1

I have the following code:

inputActionFile = '../action.txt'
inputDaerahFile = '../daerah.txt'
inputStuffFile = '../stuff.txt'
inputTermsFile = '../terms.txt'

outputFile = 'hasil.out'

inputAction = open(inputActionFile, 'r')
inputDaerah = open(inputDaerahFile, 'r')
inputStuff = open(inputStuffFile, 'r')
inputTerms = open(inputTermsFile, 'r')

output = open(outputFile, 'w')

for actionLine in inputAction:
 for daerahLine in inputDaerah:
  for stuffLine in inputStuff:
   for termsLine in inputTerms:
    keyword = actionLine.strip() + ' ' + daerahLine.strip() + ' ' + stuffLine.strip() + ' ' + termsLine
    output.write(keyword)

inputAction.close()
inputDaerah.close()
inputStuff.close()
inputTerms.close()
output.close()

I expected the results to be looping through all these files and nesting them one by one to the output file. However, it just iterates the fourth loop. I was doing a similar thing in BaSH and want to see how to do it in Python. The BaSH code is as follows:

#!/bin/sh
input1=$1
input2=$2
input3=$3
input4=$4
output=$5

echo "###START###" > $output
#old_IFS=$IFS
IFS='
'  # new field separator, EOL

for line1 in `cat $input1`;
do
 for line2 in `cat $input2`;
 do
  for line3 in `cat $input3`;
  do
   for line4 in `cat $input4`;
   do
    echo $line1 $line2 $line3 $line4 >> $output;
   done
  done
 done
done

unset IFS;
#IFS=$old_IFS
  • IMO it writes down the first line of first file X2*X3*X4(number of lines in each file) times. Is it what you want? or maybe I'm wrong and if so correct me please. – Jahan Zinedine Dec 16 '10 at 08:42

3 Answers3

3

Each loop will just go through the file once. After having sucessfully looped through

for termsLine in inputTerms:

Once, every time it gets there, it will skip this loop, as you have reached the end of the inputTerms file.

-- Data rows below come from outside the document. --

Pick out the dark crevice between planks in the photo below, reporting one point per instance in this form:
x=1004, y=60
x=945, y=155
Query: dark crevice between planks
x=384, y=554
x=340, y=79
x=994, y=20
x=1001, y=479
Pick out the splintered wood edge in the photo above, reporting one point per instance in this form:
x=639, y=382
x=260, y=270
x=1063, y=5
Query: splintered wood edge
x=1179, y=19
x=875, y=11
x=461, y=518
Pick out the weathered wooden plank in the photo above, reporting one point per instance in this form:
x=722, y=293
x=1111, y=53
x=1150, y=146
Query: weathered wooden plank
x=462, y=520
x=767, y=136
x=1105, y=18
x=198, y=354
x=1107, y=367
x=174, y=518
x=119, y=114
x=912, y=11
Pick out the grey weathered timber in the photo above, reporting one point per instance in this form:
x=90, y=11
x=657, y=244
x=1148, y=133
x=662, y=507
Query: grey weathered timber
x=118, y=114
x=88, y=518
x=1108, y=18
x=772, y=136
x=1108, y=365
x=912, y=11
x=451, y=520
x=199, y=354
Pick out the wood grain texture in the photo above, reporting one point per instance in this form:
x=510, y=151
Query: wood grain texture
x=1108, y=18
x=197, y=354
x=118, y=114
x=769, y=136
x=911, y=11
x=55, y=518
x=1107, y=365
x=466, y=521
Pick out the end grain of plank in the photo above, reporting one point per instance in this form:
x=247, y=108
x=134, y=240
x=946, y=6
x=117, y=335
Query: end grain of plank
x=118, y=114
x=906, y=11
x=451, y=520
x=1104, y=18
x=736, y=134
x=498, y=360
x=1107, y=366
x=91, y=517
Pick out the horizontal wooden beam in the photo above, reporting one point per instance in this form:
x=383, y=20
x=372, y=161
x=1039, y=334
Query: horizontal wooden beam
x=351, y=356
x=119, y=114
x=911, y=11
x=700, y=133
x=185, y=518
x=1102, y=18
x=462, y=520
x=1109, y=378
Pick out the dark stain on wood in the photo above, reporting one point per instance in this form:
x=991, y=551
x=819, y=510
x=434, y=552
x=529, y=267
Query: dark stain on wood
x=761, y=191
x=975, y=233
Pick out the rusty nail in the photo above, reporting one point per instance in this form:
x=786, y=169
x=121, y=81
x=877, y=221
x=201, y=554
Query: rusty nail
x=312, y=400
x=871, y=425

You need to either reopen each file in each loop, (or at least seek(0) on them), or read in the files into a list in memory.

So, either:

inputAction = open(inputActionFile, 'r').readlines()
inputDaerah = open(inputDaerahFile, 'r').readlines()
inputStuff = open(inputStuffFile, 'r').readlines()
inputTerms = open(inputTermsFile, 'r').readlines()

Or:

for actionLine in open(inputActionFile, 'r'):
 for daerahLine in open(inputDaerahFile, 'r'):
  for stuffLine in open(inputStuffFile, 'r'):
   for termsLine in open(inputTermsFile, 'r'):
       etc....
Lennart Regebro
  • 167,292
  • 41
  • 224
  • 251
2

Try:

inputAction = open(inputActionFile, 'r').readlines()
inputDaerah = open(inputDaerahFile, 'r').readlines()
inputStuff = open(inputStuffFile, 'r').readlines()
inputTerms = open(inputTermsFile, 'r').readlines()
SingleNegationElimination
  • 151,563
  • 33
  • 264
  • 304
  • Oh my God. You guys are so quick and so helpful! I've just learned Python today and saw that in Python the task is taking .52s while in bash it's 14s and BaSH with for loop it takes 1:48. This is to create file with 250000 lines. Python rocks! – Jullian Gafar Dec 16 '10 at 08:00
0

This is your Bash version with some changes that may speed it up (plus a couple of other changes).

#!/bin/bash
# you had sh, but your question tag says "bash"
# if you really need Bourne shell portability, you should have tagged your
# question "sh" and not "bash"

input1=$1
input2=$2
input3=$3
input4=$4
output=$5

echo "###START###" > $output
#old_IFS=$IFS

IFS=$'\n'  # new field separator, EOL

while read -r line1
do
    while read -r line2
    do
        while read -r line3
        do
            echo "$line1 $line2 $line3" | cat - "$input4"
        done < "$input3"
    done < "$input2"
done < "$input1"   >> "$output"

By eliminating the inner for loop, this could be a lot faster than your version, depending on the size of the input4 file. Saving the file write for the end may have additional speed benefits.

You can do while IFS=$'\n' read -r var, and you wouldn't need to save and restore the value of IFS (if it were necessary to do so), but it saves some repetition by setting IFS once in the manner that you did in your original (and I've reproduced in my revision).

Dennis Williamson
  • 346,391
  • 90
  • 374
  • 439